Along with his musical talents, Brubeck was also a man of considerable personal integrity and honesty. A staunch opponent of racism, Brubeck again and again came up in opposition to the segregationist policies of music venues throughout the country. He refused to play in those venues that attempted to book him on the condition that he not perform with the group’s African-American bassist Eugene Wright. In 1958, Brubeck refused to tour South Africa, and turned down a nearly $20,000 fee ($160,000 in 2012 dollars), a large sum for a musician, when authorities insisted that his band contain only white musicians.
In 1967, the Dave Brubeck Quartet disbanded and Brubeck devoted himself to composing more-ambitious works for larger ensembles. He composed ballets, musicals, cantatas, oratorios and much more. In 1972, he composed “The Truth Has Fallen,” as a tribute to the students killed by National Guard troops at Kent State University in 1970.
Brubeck would form other small combos throughout his later career, including groups featuring his sons, now successful musicians like their father, but none would capture the special qualities of the classic quartet.

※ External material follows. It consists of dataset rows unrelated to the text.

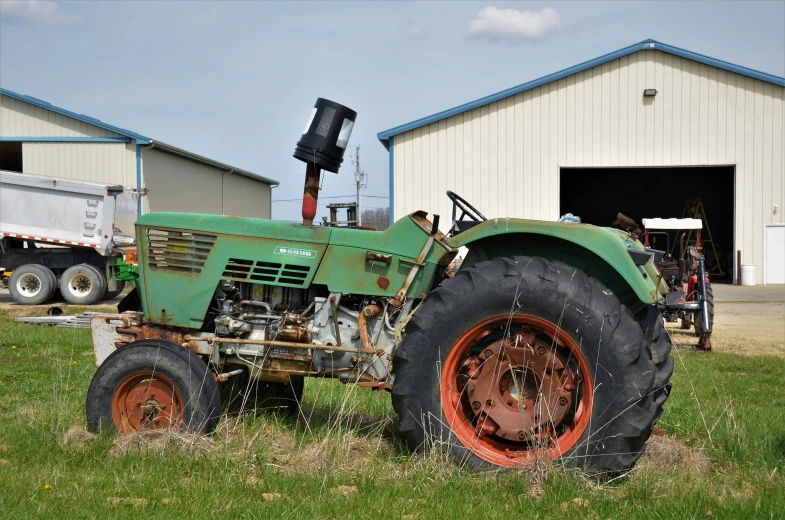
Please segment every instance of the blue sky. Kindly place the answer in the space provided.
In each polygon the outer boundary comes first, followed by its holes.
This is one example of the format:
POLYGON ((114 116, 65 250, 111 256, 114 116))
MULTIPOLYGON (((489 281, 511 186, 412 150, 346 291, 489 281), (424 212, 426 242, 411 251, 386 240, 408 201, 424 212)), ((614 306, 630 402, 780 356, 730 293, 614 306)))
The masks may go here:
MULTIPOLYGON (((0 0, 0 86, 277 179, 273 200, 302 196, 292 152, 326 97, 358 112, 364 193, 386 196, 379 131, 646 38, 785 76, 776 1, 0 0)), ((350 161, 322 197, 354 192, 350 161)))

He would remain active in music for the remainder of his life. Brubeck’s name was among this year’s Grammy nominees in the category of Best Instrumental Composition. He was nominated for a symphonic work composed with his son Chris entitled “Music of Ansel Adams: America” and performed by the Temple University Symphony Orchestra. Dave Brubeck: In His Own Sweet Way, a 2010 documentary, is a useful introduction to his life and work.